If you noticed something isn’t quite right about the vending machine above, don’t worry, you don’t need to check your eyesight. Yes, the right-most vending machine does look particularly fishy – wait a minute: is that a person wearing a vending machine suit? Has Halloween come to Japan in a weird manifestation?
In what appears to be stranger than fiction, New York Times carried an article with the title ‘Fearing Crime, Japanese wear the Hiding Place‘.
Deftly, Ms. Tsukioka, a 29-year-old experimental fashion designer, lifted a flap on her skirt to reveal a large sheet of cloth printed in bright red with a soft drink logo partly visible. By holding the sheet open and stepping to the side of the road, she showed how a woman walking alone could elude pursuers — by disguising herself as a vending machine.
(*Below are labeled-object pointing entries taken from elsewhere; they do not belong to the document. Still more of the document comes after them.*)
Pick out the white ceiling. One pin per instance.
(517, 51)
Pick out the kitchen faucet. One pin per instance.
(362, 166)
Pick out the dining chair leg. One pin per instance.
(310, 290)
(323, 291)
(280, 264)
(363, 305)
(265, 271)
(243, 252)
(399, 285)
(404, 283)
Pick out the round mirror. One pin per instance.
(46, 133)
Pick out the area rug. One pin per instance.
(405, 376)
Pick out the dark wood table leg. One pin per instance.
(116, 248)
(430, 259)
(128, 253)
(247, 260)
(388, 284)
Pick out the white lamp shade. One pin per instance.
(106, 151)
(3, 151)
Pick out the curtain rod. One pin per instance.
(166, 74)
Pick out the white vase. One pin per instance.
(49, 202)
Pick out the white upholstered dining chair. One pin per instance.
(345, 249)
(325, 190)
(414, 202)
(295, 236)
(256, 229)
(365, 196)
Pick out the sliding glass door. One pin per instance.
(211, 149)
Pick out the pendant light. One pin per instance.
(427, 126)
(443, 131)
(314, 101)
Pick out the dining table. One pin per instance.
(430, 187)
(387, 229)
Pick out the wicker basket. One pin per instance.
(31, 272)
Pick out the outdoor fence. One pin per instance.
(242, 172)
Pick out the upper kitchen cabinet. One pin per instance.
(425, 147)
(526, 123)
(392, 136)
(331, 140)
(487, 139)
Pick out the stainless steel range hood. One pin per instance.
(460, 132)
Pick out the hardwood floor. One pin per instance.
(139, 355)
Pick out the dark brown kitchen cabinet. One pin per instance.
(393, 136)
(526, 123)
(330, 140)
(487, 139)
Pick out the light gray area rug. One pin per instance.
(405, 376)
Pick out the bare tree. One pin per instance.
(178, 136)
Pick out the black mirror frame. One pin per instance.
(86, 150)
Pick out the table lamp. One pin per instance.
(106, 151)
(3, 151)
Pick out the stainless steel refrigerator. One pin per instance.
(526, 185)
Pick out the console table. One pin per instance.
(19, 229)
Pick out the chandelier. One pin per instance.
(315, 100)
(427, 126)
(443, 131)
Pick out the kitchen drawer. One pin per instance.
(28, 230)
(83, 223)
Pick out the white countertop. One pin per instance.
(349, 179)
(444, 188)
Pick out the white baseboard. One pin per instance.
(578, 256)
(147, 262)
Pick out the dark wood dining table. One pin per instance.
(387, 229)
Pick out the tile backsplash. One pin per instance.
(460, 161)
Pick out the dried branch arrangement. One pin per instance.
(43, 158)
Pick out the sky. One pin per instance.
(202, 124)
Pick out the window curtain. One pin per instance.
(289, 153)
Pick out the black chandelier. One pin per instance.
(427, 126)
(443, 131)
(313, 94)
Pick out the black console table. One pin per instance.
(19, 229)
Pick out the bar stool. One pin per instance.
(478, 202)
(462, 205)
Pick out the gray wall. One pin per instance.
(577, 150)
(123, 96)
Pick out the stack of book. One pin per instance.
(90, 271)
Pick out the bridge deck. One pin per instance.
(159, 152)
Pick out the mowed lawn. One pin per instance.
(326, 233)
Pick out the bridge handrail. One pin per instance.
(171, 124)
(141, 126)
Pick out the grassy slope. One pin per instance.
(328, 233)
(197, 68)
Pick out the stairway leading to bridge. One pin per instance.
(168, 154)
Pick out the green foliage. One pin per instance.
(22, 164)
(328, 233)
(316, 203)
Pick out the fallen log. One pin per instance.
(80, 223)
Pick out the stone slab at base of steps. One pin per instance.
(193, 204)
I’m sure the headline was really just a sensationalist garb – it attempts to suggest that this is already a mainstream practice rather than simply a concept or a chindogu by a designer in Japan. But nonetheless, the ‘WTF’ quotient is really high on this one. Check how it transforms:
There are also other manifestations – a bag that transforms into a manhole cover so that people would walk past and not notice it; another bag for children that attempts to turn the child into an unsuspecting fire hydrant. These concepts are certainly amusing, but there is a greater cultural spirit and meaning behind:
But the devices’ creators also argue that Japan’s ideas about crime prevention are a product of deeper cultural differences. While Americans want to protect themselves from criminals, or even strike back, the creators say many Japanese favor camouflage and deception, reflecting a culture that abhors self-assertion, even in self-defense.
Perhaps it is this culture of invention-tolerance, no matter how idiosyncratic or bizarre, that facilitated Japan’s contribution to the world’s other (arguably more usefuly) innovations and inventions. It’s again of those moments – ‘it could only be Japan!’.